Wendy Lyon, partner and immigration solicitor at Abbey Law, who dropped out of board’s external asylum panel when it lowered its rates for lawyers like her in 2019, says a mix of low pay and ballooning caseload does turn people off.

“I left the panel when the fee structure was redone in a way that would de-facto result in a cut of more than 50 percent in legal fees in many of my cases,” Lyon had said in 2021.

For replying to solicitor Finbarr Phelan of Niall J. Walsh & Co. solicitors, who’d complained about fees in May 2024, Deegan, the board’s assistant director of policy, suggested sending a previously used response, internal records show.

“I think we had a line we used before along the lines that the fees are those approved by the Minister for Justice and Minister for Public Expenditure,” they wrote. And that there are no plans to seek an increase for private lawyers who work on asylum cases.

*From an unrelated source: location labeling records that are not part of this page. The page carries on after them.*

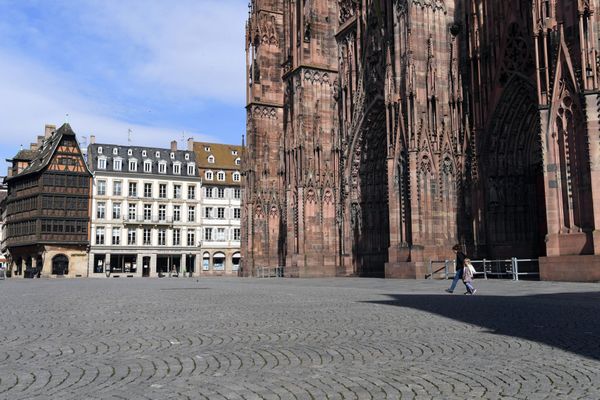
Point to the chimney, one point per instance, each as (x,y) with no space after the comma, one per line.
(48,129)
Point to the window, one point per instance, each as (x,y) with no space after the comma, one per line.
(117,188)
(162,237)
(132,189)
(116,236)
(176,191)
(101,188)
(191,238)
(116,210)
(132,165)
(147,190)
(147,236)
(131,237)
(132,212)
(101,210)
(99,235)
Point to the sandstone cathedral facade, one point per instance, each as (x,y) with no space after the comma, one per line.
(382,132)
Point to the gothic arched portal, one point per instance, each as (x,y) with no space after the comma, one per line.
(514,208)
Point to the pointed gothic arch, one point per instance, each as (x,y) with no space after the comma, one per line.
(511,164)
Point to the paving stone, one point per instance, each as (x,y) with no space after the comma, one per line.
(297,339)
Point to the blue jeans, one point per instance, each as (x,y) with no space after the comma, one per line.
(457,277)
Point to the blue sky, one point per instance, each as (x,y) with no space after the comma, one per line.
(164,69)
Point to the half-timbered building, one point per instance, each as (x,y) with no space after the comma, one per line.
(47,208)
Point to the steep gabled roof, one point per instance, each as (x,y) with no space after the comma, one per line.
(42,157)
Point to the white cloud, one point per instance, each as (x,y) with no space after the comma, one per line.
(32,97)
(186,48)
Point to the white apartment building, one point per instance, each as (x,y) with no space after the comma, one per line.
(146,211)
(219,169)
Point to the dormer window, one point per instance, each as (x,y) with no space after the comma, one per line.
(191,169)
(162,167)
(132,165)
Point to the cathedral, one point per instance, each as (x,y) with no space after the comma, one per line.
(382,132)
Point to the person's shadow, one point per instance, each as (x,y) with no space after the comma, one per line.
(569,321)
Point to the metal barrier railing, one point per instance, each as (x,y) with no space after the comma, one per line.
(269,272)
(507,268)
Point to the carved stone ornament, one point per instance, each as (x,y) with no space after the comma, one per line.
(347,9)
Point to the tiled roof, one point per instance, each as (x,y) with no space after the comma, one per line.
(114,151)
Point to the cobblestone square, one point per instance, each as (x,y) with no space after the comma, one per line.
(297,339)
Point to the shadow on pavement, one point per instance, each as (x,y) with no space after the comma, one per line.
(568,321)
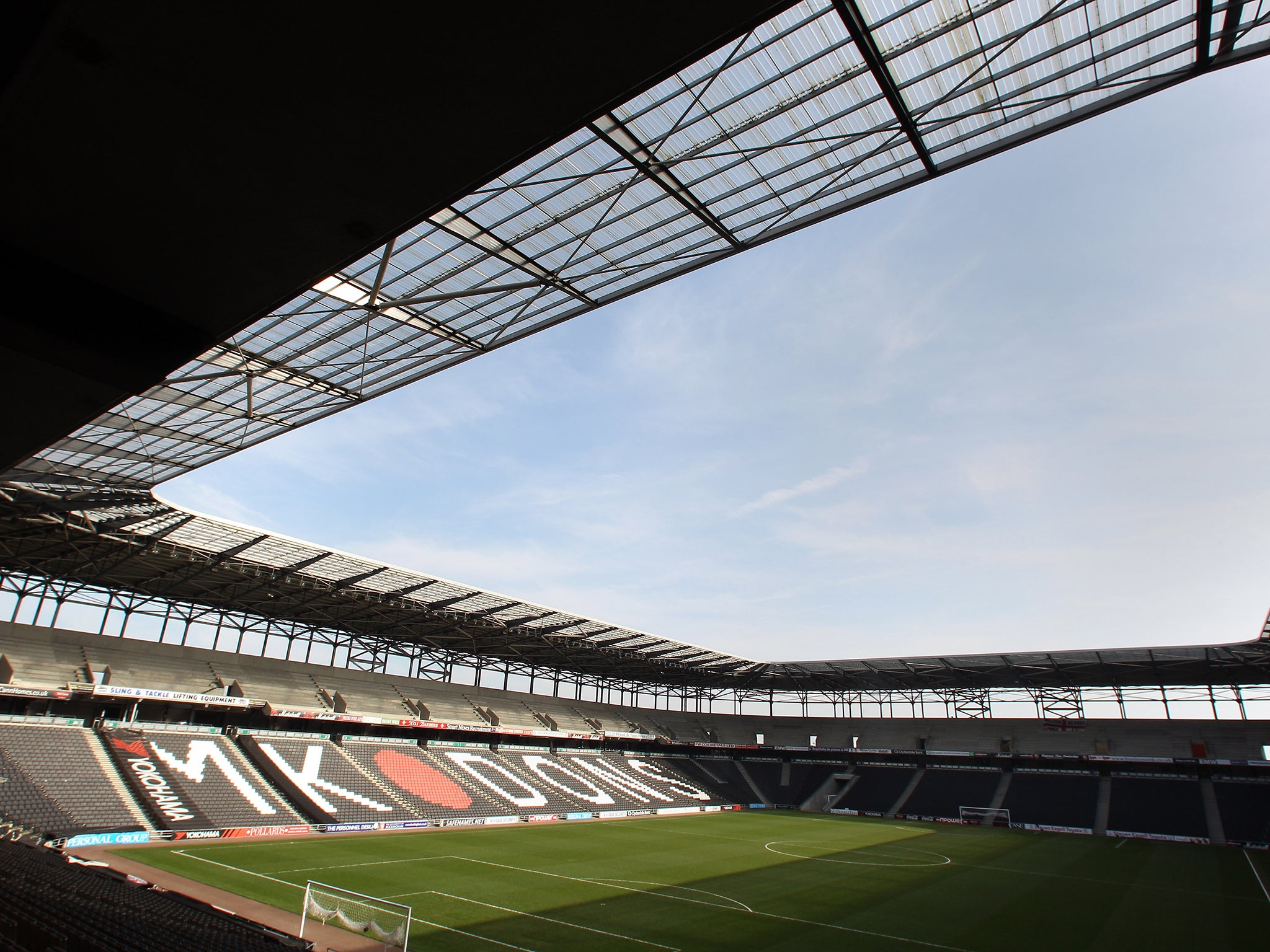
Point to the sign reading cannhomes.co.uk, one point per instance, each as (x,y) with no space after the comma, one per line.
(179,697)
(14,691)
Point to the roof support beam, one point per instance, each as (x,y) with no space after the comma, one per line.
(864,41)
(464,227)
(1230,25)
(610,128)
(1204,33)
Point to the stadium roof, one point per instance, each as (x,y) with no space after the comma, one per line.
(802,115)
(138,542)
(827,106)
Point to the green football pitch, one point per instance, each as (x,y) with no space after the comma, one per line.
(765,881)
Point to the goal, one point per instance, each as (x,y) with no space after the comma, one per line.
(388,922)
(985,815)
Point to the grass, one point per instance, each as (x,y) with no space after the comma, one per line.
(765,881)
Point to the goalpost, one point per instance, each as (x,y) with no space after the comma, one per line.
(985,815)
(388,922)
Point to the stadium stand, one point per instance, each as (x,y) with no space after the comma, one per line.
(25,806)
(413,778)
(1245,808)
(943,792)
(1157,805)
(876,788)
(427,788)
(1052,799)
(195,780)
(722,775)
(66,776)
(50,904)
(322,780)
(47,658)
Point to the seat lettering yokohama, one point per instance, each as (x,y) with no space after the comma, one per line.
(158,788)
(196,760)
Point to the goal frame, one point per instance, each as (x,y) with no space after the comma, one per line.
(984,815)
(356,896)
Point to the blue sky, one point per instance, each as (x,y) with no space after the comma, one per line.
(1021,407)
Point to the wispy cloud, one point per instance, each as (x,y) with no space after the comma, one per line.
(813,485)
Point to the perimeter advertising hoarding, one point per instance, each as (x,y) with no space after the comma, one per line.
(174,696)
(267,832)
(107,839)
(1128,834)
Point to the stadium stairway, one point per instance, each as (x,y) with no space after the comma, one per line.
(907,792)
(1053,798)
(758,792)
(1212,814)
(60,776)
(1245,808)
(1103,810)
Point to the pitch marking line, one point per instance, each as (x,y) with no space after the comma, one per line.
(473,935)
(689,889)
(574,879)
(898,855)
(716,906)
(533,915)
(1255,873)
(249,873)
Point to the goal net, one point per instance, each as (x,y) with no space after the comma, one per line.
(985,815)
(367,915)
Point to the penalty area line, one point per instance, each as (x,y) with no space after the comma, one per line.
(534,915)
(1258,874)
(734,909)
(226,866)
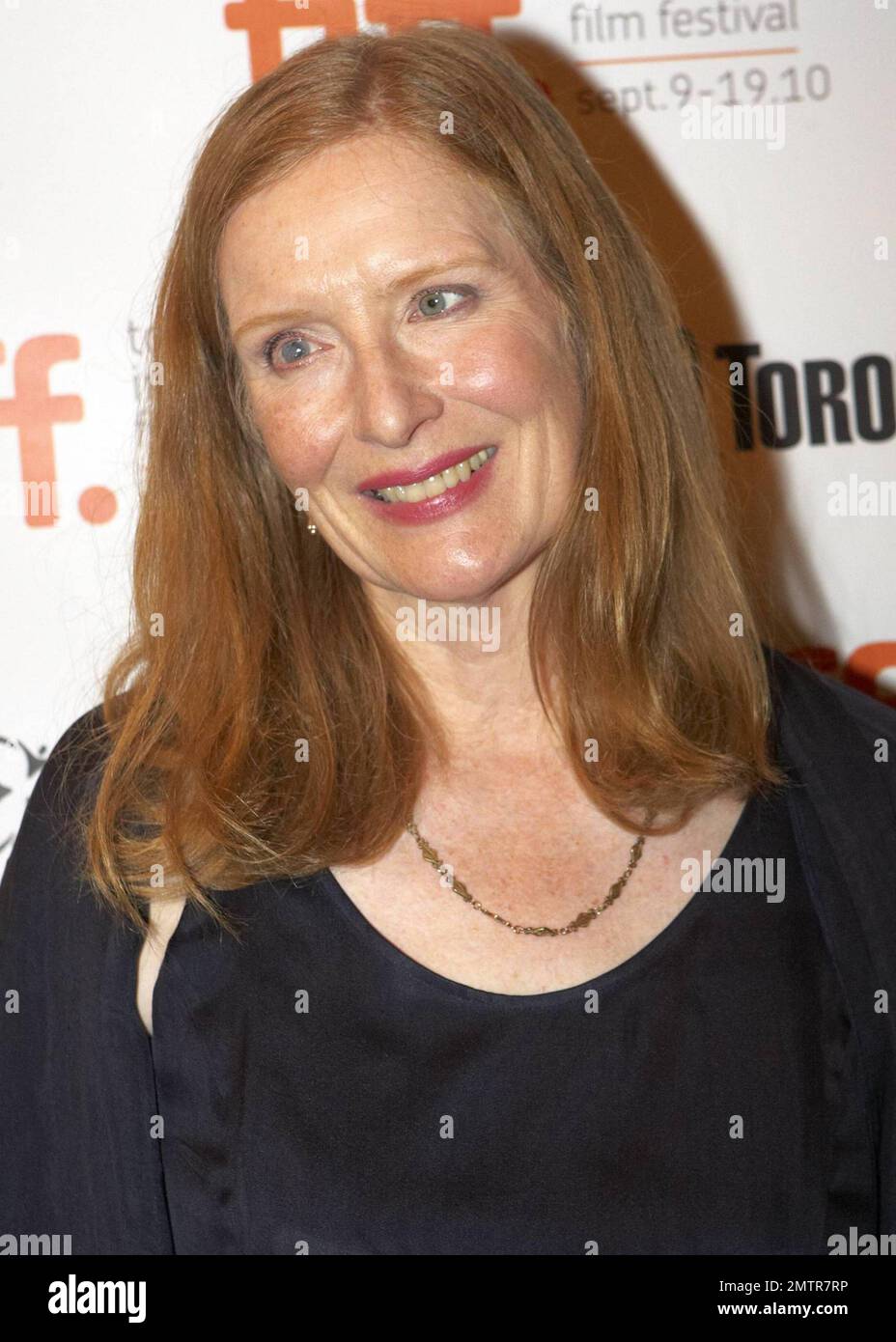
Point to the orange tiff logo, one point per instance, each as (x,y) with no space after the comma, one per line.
(263,20)
(33,411)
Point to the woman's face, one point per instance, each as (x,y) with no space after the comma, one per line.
(403,323)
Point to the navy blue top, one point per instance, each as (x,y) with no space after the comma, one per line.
(314,1088)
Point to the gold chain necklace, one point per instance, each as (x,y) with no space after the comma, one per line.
(586,917)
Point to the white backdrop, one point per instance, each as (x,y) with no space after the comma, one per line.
(778,243)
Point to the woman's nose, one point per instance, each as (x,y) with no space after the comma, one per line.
(392,391)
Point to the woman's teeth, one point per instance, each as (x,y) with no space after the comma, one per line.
(436,484)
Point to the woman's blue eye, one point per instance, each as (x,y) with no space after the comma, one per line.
(434,293)
(283,340)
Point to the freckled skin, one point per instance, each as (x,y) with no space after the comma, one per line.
(371,395)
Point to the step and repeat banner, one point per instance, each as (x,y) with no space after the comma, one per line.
(750,141)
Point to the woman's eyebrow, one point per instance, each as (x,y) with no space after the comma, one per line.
(410,277)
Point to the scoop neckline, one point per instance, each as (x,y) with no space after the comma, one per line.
(658,945)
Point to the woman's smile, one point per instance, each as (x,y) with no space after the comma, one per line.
(433,496)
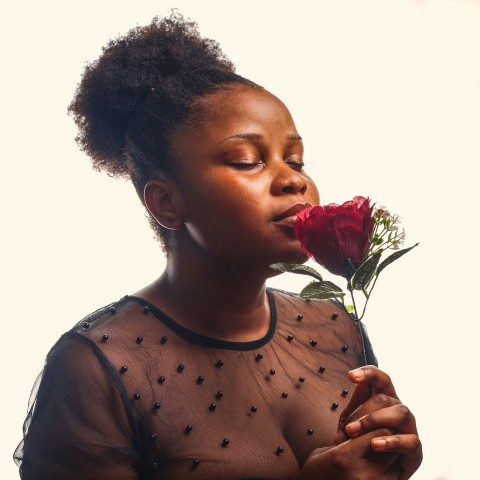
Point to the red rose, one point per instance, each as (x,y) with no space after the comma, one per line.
(332,234)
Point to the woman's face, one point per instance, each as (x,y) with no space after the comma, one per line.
(241,177)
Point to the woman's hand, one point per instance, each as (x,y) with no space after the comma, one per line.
(377,436)
(374,404)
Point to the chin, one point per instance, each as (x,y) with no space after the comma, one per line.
(297,256)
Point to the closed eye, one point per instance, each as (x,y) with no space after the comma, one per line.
(295,164)
(245,165)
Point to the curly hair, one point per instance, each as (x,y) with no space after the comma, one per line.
(143,86)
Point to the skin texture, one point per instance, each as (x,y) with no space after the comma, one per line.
(237,174)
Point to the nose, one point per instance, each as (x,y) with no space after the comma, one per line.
(287,180)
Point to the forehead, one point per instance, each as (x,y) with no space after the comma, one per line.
(241,109)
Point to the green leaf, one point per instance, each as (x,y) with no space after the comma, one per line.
(328,284)
(394,256)
(320,291)
(365,272)
(296,268)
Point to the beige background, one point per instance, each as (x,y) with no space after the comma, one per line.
(387,97)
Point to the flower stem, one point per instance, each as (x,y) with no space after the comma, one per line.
(356,320)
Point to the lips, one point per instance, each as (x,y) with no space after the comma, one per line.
(291,213)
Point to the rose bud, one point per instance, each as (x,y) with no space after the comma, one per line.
(337,236)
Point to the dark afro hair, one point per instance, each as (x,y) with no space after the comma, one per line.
(143,86)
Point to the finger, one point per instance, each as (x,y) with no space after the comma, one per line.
(405,444)
(375,403)
(396,417)
(376,378)
(353,456)
(360,395)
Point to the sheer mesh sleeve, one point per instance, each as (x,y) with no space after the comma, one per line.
(78,426)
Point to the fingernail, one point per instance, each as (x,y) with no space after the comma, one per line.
(358,373)
(353,428)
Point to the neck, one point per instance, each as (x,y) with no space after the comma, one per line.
(212,297)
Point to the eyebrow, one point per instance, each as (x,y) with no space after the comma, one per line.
(257,136)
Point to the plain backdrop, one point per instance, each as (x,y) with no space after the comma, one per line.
(386,94)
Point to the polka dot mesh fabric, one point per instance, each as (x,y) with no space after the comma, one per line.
(130,394)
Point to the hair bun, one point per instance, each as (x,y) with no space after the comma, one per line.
(130,67)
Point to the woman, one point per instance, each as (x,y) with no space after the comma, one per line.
(206,373)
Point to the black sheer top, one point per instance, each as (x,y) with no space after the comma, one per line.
(130,394)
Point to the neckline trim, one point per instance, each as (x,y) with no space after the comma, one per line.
(204,341)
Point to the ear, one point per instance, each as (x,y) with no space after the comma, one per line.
(163,202)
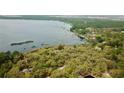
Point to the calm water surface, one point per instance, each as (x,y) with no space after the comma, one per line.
(39,31)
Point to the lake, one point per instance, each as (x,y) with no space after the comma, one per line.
(41,32)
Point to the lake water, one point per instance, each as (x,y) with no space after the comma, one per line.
(39,31)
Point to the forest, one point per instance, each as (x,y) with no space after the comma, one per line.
(102,56)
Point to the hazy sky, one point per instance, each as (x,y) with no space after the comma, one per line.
(62,7)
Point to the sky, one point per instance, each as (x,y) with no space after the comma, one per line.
(61,7)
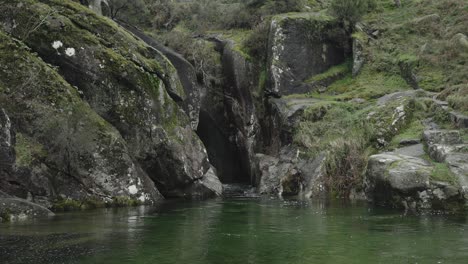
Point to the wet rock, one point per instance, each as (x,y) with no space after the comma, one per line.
(461,40)
(400,173)
(409,142)
(460,120)
(290,175)
(358,54)
(301,46)
(229,126)
(447,137)
(412,151)
(458,165)
(15,209)
(63,148)
(189,97)
(287,112)
(127,83)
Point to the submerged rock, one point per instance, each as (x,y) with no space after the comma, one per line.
(289,175)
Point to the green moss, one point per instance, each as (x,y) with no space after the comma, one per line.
(124,201)
(93,203)
(441,172)
(27,150)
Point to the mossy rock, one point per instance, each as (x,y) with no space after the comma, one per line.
(124,81)
(60,140)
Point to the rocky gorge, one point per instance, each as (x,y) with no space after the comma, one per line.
(96,113)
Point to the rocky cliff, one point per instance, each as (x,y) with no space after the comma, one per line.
(94,112)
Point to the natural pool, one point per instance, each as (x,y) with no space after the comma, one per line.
(238,231)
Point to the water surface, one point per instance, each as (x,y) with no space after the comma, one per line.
(238,231)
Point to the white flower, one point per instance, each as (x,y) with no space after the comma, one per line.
(57,44)
(70,52)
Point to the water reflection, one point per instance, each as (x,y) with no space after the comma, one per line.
(239,231)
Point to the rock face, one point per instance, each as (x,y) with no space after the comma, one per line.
(447,146)
(228,120)
(189,97)
(63,148)
(300,47)
(105,122)
(290,176)
(392,113)
(14,209)
(405,182)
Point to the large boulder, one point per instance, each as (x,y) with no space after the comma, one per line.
(124,81)
(392,113)
(189,97)
(405,182)
(300,46)
(63,148)
(228,118)
(289,175)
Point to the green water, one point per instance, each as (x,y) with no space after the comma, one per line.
(238,231)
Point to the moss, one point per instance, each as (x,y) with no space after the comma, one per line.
(124,201)
(27,150)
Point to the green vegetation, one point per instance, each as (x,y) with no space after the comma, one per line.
(442,173)
(5,215)
(413,131)
(332,73)
(68,204)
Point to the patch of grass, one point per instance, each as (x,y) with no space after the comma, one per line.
(368,85)
(333,72)
(5,215)
(93,203)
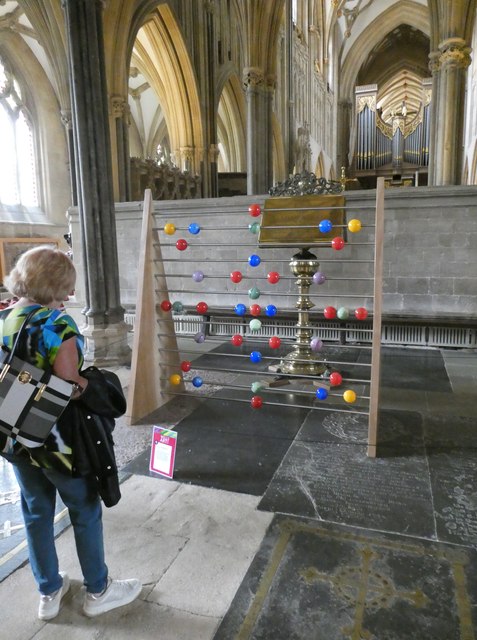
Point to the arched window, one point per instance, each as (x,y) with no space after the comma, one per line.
(18,181)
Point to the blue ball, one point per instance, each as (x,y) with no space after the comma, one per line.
(321,393)
(194,228)
(325,226)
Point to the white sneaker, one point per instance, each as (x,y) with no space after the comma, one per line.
(50,604)
(117,594)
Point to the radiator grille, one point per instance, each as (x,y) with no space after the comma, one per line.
(415,335)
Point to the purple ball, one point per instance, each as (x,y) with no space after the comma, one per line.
(197,276)
(318,277)
(316,344)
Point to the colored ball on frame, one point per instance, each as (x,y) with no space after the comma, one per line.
(360,313)
(202,307)
(273,277)
(343,313)
(349,396)
(181,244)
(255,210)
(354,225)
(321,393)
(194,228)
(319,278)
(197,276)
(166,305)
(337,243)
(325,226)
(316,344)
(236,340)
(255,325)
(329,313)
(256,402)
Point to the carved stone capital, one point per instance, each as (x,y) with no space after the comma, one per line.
(66,118)
(213,153)
(119,106)
(253,77)
(454,53)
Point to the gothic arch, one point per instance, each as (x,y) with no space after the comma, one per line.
(162,57)
(44,109)
(231,125)
(414,15)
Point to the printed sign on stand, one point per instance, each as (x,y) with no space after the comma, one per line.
(163,451)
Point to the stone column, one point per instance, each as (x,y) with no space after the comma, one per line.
(105,331)
(259,93)
(345,145)
(68,124)
(120,147)
(448,66)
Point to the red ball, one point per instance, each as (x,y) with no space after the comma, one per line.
(201,307)
(256,402)
(255,210)
(166,305)
(361,313)
(181,244)
(329,313)
(337,243)
(236,276)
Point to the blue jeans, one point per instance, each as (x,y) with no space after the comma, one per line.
(38,500)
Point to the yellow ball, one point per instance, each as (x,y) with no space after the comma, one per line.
(349,396)
(354,226)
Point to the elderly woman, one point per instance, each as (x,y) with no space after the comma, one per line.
(42,279)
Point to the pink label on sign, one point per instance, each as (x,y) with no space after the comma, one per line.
(163,451)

A spokesperson for the Legal Aid Board said it’s not like it’s inundated with complaints from lawyers.

“With just two such queries having been received in the eight month period covered by the FOI request in question,” they said.

Complaints from three solicitors about fees were among the documents released under the Freedom of Information Act.

Lyon, the solicitor, says that if lawyers aren’t writing in droves to complain that doesn’t erase the fact that their wages are low.

“I think most of us wouldn’t bother emailing LAB about it, that’s not gonna change anything,” she said.